Oh, I’m sorry…did I not mention he’s a 300 year old werewolf and she’s his destined mate?
That’s right. Miller has managed to combine two tropes I love – paranormal romances with a destined mate element and those delicious fantasy-imbued millionaire romances – into one novel. The end result is something closer to the category style of romance in tone, but with plenty of paranormal deliciousness for readers who like that but don’t want to be inundated with a ton of world-building (I for one don’t mind excessive world-building, but not everyone feels that way).
Emelia Hudson is not only a bartender but a bar-owner, that is, until she’s notified that Drake Wilder’s company has purchased her building, which means either her deed is worthless or Wilder is a ruthless shark bent on ruining the little guy. She needs money and access to figure out what’s going on, so working as a temp for his company seems like a good way to weasel her way under his defenses and challenge him with the truth.
Emelia gets under Drake’s defenses all right. A couple of stolen moments at his company’s Halloween party (where she is dressed as Little Red Riding Hood, naturally, since he’s really the Big Bad Wolf) and Drake is faced with the startling conclusion that this human is his Luminary – his destined mate for whom he’s searched for centuries and given up as a myth.
There are some startling ripples in the pond from this development. Drake’s father willed the alpha slot of his pack to whichever of his sons found their destined mate first, and the stalemate has kept things calm between Drake and his unstable twin, Silas, a calm that has clearly preceded the storm that finding Emelia is about to unleash.
But she knows nothing about Drake being a werewolf, and in fact can barely stand him as a person since she’s so threatened by his company’s actions. Yet as Emelia tries to reconcile the facts with what her instincts are proclaiming – that despite her experience of one untrustworthy man after another, Drake might just be the real thing – her feelings help her fight through obstacle after obstacle to try and make their connection work for both of them.
With any other writer, I’d be scoffing at so many elements thrown together, and when I say this reminds me of a yummy category romance, I mean it. Both characters have the occasional TSTL moment, there is layer upon layer of misunderstanding, they take two steps forward and then one step back, etc., yet Miller somehow builds enough emotion and character depth that you are ready to accept it as part of the story, letting you sit back and enjoy the ride.
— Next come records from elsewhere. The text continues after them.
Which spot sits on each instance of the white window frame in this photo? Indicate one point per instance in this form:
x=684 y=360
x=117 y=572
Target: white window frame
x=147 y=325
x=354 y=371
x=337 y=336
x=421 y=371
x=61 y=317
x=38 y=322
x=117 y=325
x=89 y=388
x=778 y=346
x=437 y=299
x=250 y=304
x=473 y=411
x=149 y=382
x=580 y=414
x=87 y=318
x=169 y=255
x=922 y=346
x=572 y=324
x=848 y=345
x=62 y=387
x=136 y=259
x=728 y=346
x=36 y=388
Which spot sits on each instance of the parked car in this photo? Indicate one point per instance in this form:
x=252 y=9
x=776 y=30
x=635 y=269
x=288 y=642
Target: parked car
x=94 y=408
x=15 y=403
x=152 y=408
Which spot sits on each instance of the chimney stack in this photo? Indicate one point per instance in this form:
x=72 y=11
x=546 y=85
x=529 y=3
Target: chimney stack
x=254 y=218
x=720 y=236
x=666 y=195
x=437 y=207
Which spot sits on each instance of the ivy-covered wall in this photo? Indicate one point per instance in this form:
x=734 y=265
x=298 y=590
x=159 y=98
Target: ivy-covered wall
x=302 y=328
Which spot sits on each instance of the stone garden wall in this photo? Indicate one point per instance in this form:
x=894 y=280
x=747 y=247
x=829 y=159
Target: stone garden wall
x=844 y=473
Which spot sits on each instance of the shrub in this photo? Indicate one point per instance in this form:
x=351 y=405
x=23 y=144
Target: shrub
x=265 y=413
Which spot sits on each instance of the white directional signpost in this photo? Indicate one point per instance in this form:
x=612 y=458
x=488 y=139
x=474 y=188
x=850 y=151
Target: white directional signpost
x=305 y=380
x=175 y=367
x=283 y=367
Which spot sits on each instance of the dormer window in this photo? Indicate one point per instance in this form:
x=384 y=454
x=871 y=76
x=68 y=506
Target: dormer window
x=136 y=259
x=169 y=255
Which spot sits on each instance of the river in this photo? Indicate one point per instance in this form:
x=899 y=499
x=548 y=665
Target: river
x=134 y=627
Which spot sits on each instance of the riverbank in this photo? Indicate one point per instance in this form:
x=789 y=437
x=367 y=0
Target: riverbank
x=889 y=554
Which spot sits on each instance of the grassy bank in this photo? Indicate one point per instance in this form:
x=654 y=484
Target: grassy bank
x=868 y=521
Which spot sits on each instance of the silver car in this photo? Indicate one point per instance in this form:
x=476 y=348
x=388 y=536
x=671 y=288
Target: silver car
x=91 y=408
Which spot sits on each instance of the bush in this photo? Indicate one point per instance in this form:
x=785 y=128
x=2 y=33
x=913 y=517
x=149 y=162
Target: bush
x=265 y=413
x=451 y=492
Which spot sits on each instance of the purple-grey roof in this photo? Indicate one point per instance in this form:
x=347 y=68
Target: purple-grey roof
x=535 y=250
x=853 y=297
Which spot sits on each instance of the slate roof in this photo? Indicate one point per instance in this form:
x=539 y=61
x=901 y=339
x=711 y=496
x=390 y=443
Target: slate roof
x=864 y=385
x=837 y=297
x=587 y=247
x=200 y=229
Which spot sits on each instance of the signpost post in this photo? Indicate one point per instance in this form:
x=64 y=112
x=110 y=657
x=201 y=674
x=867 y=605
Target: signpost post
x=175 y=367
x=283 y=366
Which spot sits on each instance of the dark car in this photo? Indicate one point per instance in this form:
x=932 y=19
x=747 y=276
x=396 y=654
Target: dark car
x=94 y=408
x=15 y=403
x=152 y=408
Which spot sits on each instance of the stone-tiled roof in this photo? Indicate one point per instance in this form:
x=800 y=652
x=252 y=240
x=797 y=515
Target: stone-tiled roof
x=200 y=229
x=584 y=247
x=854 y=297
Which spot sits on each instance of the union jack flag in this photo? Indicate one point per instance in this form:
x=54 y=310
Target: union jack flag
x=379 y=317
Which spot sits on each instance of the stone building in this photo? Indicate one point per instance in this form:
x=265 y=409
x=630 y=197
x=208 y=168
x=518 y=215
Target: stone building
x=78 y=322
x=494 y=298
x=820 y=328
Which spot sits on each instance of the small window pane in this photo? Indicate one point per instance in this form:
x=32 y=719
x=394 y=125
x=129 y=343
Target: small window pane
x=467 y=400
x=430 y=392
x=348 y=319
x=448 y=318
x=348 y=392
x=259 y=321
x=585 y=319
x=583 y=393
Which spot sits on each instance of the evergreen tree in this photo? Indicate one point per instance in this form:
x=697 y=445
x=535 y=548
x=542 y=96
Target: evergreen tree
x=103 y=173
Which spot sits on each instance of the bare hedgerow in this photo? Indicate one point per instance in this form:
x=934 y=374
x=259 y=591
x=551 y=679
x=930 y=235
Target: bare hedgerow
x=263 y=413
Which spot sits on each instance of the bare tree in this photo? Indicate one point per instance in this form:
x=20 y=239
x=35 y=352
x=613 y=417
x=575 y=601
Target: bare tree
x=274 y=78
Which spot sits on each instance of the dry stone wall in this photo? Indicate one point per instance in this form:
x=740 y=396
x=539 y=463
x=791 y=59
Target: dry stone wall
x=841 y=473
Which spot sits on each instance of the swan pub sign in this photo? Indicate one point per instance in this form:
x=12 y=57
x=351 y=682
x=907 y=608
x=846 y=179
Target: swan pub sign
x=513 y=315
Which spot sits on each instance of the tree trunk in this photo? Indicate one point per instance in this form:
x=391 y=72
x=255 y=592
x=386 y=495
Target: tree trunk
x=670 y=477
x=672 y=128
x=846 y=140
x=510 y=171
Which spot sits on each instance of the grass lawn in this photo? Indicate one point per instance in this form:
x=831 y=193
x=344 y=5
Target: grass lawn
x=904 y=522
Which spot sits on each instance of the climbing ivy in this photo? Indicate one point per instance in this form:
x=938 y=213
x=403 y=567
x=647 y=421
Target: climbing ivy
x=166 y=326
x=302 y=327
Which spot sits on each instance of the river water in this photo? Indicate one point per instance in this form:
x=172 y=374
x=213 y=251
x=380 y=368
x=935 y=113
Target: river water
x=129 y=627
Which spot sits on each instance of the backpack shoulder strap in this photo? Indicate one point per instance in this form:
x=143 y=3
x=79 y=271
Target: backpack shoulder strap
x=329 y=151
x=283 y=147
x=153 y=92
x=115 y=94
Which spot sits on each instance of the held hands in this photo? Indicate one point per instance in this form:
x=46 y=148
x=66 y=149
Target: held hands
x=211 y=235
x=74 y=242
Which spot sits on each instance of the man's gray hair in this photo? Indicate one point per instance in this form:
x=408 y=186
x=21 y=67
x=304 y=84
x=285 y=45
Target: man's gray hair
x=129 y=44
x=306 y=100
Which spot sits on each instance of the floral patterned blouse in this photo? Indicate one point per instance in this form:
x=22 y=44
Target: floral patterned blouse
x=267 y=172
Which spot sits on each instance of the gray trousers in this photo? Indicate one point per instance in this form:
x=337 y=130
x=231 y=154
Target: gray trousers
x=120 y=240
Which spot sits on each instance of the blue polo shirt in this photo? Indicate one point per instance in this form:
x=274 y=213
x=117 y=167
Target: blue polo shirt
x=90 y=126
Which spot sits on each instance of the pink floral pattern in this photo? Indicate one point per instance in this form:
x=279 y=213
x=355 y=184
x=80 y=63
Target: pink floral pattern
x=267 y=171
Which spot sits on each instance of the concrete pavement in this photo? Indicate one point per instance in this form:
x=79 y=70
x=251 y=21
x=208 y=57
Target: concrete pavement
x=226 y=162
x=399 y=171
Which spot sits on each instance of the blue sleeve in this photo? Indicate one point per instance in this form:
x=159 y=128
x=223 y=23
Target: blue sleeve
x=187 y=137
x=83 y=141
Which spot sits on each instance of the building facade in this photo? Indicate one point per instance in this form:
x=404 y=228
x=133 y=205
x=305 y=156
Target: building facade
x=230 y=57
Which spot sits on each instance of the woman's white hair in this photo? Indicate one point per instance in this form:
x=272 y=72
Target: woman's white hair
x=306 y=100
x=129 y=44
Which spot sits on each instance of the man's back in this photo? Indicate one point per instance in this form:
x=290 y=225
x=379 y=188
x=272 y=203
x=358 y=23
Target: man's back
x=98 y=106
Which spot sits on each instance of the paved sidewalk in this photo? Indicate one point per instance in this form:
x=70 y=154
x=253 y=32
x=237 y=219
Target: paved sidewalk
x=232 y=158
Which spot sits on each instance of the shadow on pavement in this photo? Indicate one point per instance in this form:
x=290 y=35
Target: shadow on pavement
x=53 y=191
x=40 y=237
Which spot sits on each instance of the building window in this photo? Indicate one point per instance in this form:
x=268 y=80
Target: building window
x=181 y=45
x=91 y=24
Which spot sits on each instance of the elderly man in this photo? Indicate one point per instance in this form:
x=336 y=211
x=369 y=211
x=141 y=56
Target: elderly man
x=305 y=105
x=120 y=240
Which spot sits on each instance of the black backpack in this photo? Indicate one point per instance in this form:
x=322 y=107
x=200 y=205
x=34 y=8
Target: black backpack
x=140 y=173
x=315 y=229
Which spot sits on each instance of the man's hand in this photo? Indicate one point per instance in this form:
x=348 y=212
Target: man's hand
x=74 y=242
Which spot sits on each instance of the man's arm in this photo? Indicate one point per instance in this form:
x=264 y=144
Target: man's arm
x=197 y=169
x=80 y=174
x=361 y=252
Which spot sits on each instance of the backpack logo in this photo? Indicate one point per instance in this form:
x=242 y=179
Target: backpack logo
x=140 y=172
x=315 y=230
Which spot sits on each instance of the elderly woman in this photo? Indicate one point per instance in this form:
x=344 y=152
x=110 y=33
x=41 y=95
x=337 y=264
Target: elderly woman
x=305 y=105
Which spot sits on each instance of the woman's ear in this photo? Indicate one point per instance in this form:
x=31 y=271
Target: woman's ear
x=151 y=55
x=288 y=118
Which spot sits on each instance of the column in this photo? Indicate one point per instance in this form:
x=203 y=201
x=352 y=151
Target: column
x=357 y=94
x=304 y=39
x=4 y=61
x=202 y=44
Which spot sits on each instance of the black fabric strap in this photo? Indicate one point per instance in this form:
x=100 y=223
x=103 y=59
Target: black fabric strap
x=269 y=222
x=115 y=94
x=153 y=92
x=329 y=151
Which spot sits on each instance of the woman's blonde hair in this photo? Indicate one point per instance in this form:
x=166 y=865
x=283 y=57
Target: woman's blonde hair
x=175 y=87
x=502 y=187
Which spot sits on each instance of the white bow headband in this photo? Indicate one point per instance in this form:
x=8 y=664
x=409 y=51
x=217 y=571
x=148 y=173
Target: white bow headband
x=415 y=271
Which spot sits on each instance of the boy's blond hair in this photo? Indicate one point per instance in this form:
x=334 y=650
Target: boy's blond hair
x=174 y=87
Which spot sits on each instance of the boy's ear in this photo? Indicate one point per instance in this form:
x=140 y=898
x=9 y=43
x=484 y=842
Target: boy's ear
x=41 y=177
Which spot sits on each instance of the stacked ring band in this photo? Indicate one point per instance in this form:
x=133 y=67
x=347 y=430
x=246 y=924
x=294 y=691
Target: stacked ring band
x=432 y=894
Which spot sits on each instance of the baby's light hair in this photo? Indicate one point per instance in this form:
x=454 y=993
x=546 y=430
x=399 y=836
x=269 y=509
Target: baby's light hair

Since this is the start of Miller’s Seattle Wolf Pack series, I’ll be interested to read the next book in the series, Four Weddings and a Werewolf, due to come out next week. Featuring one of Emelia’s bodyguards – the cold and remote Logan – partnered with a wedding planner who hates werewolves, it’s bound to be interesting. 🙂 At a mere $2.99 a pop, these books are also priced just right for regular consumption.